Influenza is a serious infectious disease appearing worldwide and is a significant public health concern. Following temporal patterns, influenza occurs in the cold seasons of the year in both adults and children, and infection is spread by two types of influenza viruses, A and B [1]. The global annual attack rate of influenza is 20–30% in children [2]. In a prospective cohort study on the incidence of influenza in Finnish children, an overall influenza attack rate was 19% (252/1,338) [3], and 15–20% of all respiratory infections tested as influenza-positive (3,637 specimens per season) during the epidemic peak [3]. Another Finnish study has shown that the burden of influenza is greatest in children under 3 years in terms of morbidity, complications, and treatment, as well as the significant parental work loss in caring for a sick child [4]. Antiviral agents, such as oseltamivir, are available to treat seasonal or pandemic influenza in children [57]. Oseltamivir is a neuraminidase inhibitor that prevents reproduction of the influenza virus and is available as a tablet or in a liquid form (oral suspension). The oral suspension of oseltamivir is typically used to treat children [7].

When using traditional data sources (e.g., diagnoses and laboratory findings) in infectious disease surveillance to detect outbreaks, reporting delays may exist. Online sources, such as general search engines, may provide unreliable information for epidemiological and surveilling purposes stemming from vague user profiles, poor search terms, and the impact of media coverage. Certain searches on Google Flu Trends (GFT) have coincided with medical visits related to influenza-like symptoms [8]; however, one study found that GFT data may not provide reliable surveillance for seasonal or pandemic influenza [9]. Nevertheless, searches have been used in estimating geographical influenza activity, thus making detection and surveillance of influenza epidemics possible [10, 11]. Combining information from several real-time flu predictors (e.g., hospital visits, Google Trends, Twitter posts, FluNearYou, GFT) has been shown to produce more accurate and robust real-time flu predictions [12]. Using machine-learning methods to combine these sources further improves influenza surveillance with more accurate and timely predictions [13, 14]. However, little data exist on searches of dedicated online databases used by health care professionals (HCPs) when detecting influenza outbreaks.

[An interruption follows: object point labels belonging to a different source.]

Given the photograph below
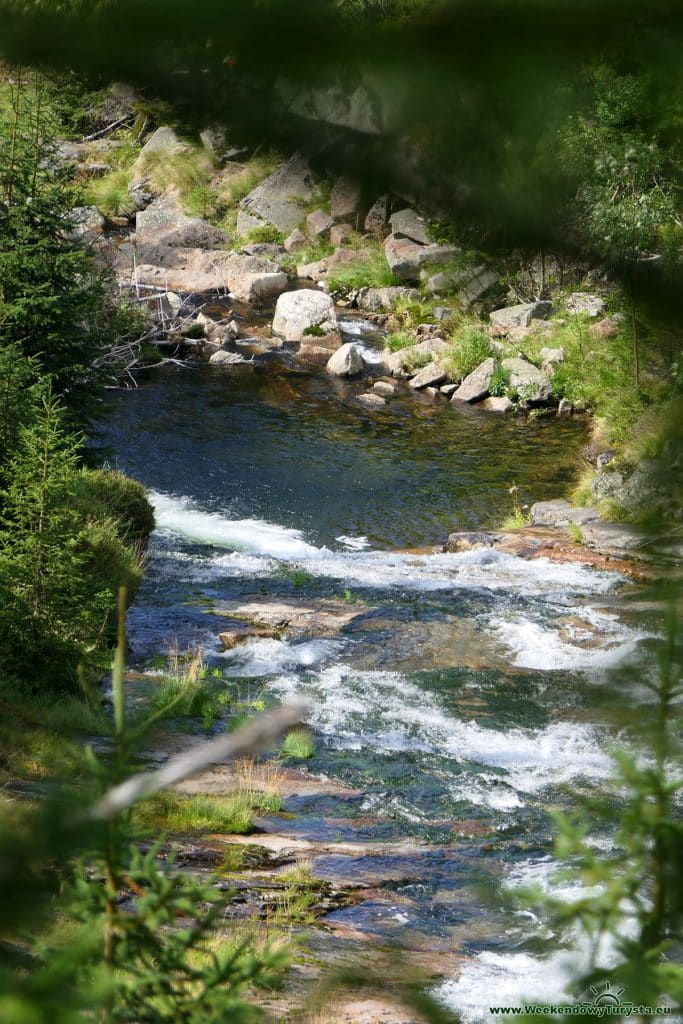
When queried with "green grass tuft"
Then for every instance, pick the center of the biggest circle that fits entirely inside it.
(369, 270)
(470, 345)
(298, 744)
(174, 812)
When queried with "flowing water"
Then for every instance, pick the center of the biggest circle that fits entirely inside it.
(464, 694)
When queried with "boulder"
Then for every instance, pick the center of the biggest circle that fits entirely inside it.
(279, 199)
(584, 302)
(521, 315)
(613, 536)
(346, 361)
(250, 279)
(374, 300)
(398, 363)
(221, 357)
(214, 140)
(607, 483)
(475, 386)
(470, 284)
(318, 223)
(295, 240)
(409, 224)
(305, 312)
(481, 281)
(87, 223)
(141, 193)
(345, 200)
(497, 403)
(406, 257)
(314, 271)
(429, 376)
(339, 233)
(527, 381)
(607, 328)
(164, 221)
(560, 513)
(377, 220)
(371, 399)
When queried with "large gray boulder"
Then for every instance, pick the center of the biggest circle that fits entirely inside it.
(409, 224)
(305, 313)
(521, 315)
(377, 218)
(87, 223)
(346, 361)
(318, 223)
(476, 385)
(280, 200)
(471, 284)
(527, 381)
(345, 200)
(164, 221)
(406, 257)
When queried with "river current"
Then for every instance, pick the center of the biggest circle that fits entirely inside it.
(466, 696)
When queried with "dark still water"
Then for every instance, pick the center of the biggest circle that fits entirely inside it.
(463, 696)
(298, 451)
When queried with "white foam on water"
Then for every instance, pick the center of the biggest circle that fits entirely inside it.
(177, 515)
(492, 979)
(507, 980)
(546, 872)
(478, 569)
(487, 791)
(354, 543)
(385, 712)
(265, 656)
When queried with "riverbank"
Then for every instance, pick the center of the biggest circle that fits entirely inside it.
(518, 335)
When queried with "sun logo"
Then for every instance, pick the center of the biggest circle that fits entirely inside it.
(605, 996)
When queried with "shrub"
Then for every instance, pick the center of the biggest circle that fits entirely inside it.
(500, 382)
(298, 744)
(369, 270)
(266, 233)
(397, 340)
(100, 494)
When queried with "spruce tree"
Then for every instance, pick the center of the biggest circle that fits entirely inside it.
(53, 610)
(51, 291)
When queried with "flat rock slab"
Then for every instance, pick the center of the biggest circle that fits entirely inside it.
(193, 270)
(240, 633)
(315, 619)
(293, 846)
(553, 544)
(561, 513)
(280, 200)
(614, 537)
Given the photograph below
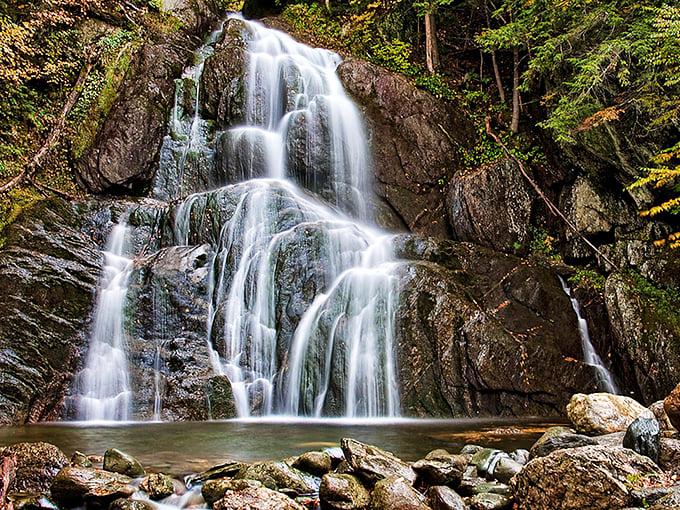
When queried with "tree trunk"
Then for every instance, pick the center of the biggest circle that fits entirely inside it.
(514, 124)
(431, 50)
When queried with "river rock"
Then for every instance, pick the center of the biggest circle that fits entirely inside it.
(130, 504)
(546, 446)
(659, 413)
(214, 490)
(373, 464)
(669, 453)
(72, 486)
(158, 486)
(483, 209)
(644, 436)
(604, 413)
(343, 492)
(316, 463)
(396, 492)
(592, 477)
(486, 501)
(120, 462)
(35, 465)
(441, 469)
(445, 498)
(278, 476)
(415, 138)
(260, 498)
(671, 405)
(49, 271)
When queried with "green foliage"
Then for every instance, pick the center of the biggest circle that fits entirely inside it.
(587, 279)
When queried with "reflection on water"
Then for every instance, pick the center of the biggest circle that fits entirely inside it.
(189, 447)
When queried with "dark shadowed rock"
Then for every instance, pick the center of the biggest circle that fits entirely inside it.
(484, 209)
(35, 465)
(343, 492)
(445, 498)
(644, 436)
(373, 464)
(120, 462)
(396, 492)
(259, 498)
(415, 140)
(48, 276)
(591, 477)
(73, 486)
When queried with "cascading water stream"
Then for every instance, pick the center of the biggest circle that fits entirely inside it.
(104, 383)
(590, 355)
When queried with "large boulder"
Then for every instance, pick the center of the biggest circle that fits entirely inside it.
(415, 140)
(484, 209)
(604, 413)
(593, 477)
(373, 464)
(48, 275)
(35, 464)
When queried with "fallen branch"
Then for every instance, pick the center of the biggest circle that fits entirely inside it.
(551, 207)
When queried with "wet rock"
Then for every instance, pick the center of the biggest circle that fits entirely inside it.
(373, 464)
(671, 405)
(414, 137)
(659, 412)
(604, 413)
(157, 486)
(521, 456)
(214, 490)
(396, 492)
(457, 320)
(441, 469)
(644, 436)
(445, 498)
(80, 460)
(278, 476)
(505, 469)
(483, 209)
(74, 486)
(49, 271)
(130, 504)
(35, 465)
(260, 498)
(316, 463)
(550, 444)
(342, 492)
(221, 471)
(120, 462)
(591, 477)
(669, 453)
(487, 501)
(486, 461)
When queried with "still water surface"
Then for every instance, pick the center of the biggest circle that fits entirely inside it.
(189, 447)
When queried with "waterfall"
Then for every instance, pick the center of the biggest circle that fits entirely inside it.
(590, 355)
(302, 292)
(104, 383)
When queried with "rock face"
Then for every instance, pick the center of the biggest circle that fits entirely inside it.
(415, 141)
(471, 340)
(484, 209)
(604, 413)
(124, 154)
(48, 276)
(36, 464)
(591, 477)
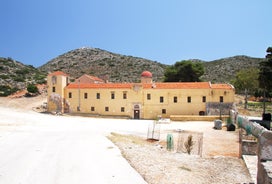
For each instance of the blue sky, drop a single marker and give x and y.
(35, 31)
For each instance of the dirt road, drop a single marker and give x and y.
(42, 148)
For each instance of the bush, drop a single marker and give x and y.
(7, 90)
(31, 88)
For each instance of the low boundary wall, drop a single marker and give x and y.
(196, 118)
(264, 153)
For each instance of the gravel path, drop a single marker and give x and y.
(40, 148)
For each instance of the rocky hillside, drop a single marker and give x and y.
(223, 70)
(120, 68)
(15, 75)
(105, 65)
(110, 66)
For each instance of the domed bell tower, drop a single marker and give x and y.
(146, 77)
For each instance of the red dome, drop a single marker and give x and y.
(146, 74)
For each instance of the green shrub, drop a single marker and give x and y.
(31, 88)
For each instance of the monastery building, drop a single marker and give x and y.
(144, 100)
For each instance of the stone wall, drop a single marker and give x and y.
(264, 153)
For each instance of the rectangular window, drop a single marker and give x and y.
(221, 99)
(161, 99)
(189, 99)
(124, 95)
(175, 99)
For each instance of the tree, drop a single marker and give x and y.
(265, 75)
(247, 81)
(31, 88)
(184, 71)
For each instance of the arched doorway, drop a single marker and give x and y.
(136, 111)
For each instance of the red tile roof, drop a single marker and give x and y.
(100, 85)
(58, 73)
(167, 85)
(89, 79)
(178, 85)
(222, 86)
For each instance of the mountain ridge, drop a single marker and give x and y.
(113, 67)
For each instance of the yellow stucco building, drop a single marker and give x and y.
(145, 100)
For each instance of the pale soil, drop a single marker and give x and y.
(219, 162)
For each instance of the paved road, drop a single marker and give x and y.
(44, 149)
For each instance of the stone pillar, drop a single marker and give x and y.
(264, 157)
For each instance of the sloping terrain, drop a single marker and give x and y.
(105, 65)
(223, 70)
(15, 75)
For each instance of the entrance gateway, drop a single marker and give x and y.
(136, 111)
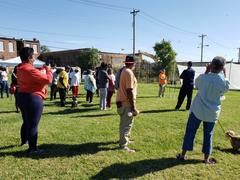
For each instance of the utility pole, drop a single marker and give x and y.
(238, 55)
(134, 13)
(202, 36)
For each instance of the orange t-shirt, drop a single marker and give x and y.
(127, 80)
(162, 78)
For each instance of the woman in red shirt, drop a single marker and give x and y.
(32, 91)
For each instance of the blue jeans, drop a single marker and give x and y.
(103, 98)
(191, 129)
(31, 107)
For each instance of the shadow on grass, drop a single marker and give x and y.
(161, 110)
(139, 168)
(88, 105)
(231, 150)
(145, 97)
(7, 147)
(95, 115)
(71, 111)
(64, 150)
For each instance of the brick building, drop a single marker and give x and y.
(10, 47)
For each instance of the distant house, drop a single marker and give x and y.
(10, 47)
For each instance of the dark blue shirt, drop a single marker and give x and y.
(188, 77)
(102, 79)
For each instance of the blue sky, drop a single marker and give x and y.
(107, 25)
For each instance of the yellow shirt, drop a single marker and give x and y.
(127, 81)
(64, 76)
(162, 78)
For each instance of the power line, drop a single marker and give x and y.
(219, 44)
(101, 5)
(49, 33)
(167, 24)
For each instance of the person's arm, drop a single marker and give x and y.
(130, 96)
(182, 75)
(40, 77)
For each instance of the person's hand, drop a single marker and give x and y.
(47, 67)
(224, 72)
(135, 112)
(208, 68)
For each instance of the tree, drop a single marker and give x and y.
(88, 58)
(44, 49)
(165, 57)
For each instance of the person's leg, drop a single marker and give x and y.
(104, 98)
(90, 96)
(181, 97)
(163, 89)
(208, 129)
(189, 97)
(1, 88)
(108, 98)
(101, 94)
(159, 91)
(191, 129)
(87, 96)
(52, 92)
(55, 91)
(7, 89)
(35, 116)
(125, 126)
(23, 103)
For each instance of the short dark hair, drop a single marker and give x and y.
(189, 63)
(109, 71)
(103, 65)
(218, 63)
(25, 53)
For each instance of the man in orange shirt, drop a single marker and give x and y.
(162, 82)
(126, 102)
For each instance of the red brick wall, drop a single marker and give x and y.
(6, 54)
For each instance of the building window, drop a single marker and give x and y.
(1, 46)
(35, 49)
(10, 47)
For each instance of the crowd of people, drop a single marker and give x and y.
(30, 91)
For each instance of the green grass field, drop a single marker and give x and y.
(82, 143)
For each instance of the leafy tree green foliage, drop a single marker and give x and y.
(44, 49)
(88, 58)
(165, 57)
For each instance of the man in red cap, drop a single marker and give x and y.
(126, 102)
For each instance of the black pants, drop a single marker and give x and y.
(89, 96)
(185, 90)
(62, 94)
(31, 107)
(53, 91)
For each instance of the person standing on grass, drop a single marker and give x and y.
(75, 81)
(89, 85)
(111, 87)
(15, 84)
(162, 83)
(5, 86)
(103, 85)
(126, 102)
(206, 107)
(187, 87)
(32, 90)
(62, 85)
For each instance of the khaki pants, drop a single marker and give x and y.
(125, 125)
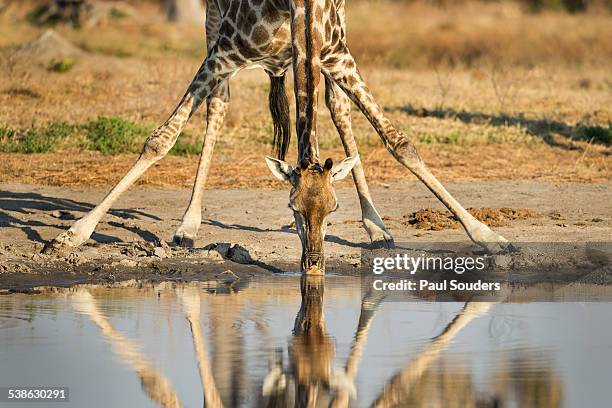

In Finland, a public health care sector comprises public primary and specialized care. Primary care includes health care centers where HCPs encounter first-point-of-contact patients with various symptoms and medical conditions [15, 16]. Specialized care focuses on patients with specific diseases, including medical specialists within their own specialties [15, 16]. Thus, primary care involves patients with unselected and undiagnosed symptoms, while specialized care diagnoses and treats patients with certain medical problems. Different working environments may reflect different information seeking needs in primary and specialized care [1720]. HCPs seek medical information as part of their clinical work and increasingly use online sources [19, 20]. Pediatricians in specialized care work in emergency departments, outpatient clinics, and hospital wards, handling children during influenza epidemics. Similarly, primary care physicians in health care centers also diagnose and treat children with influenza. In both sectors, physicians prescribe medication to children.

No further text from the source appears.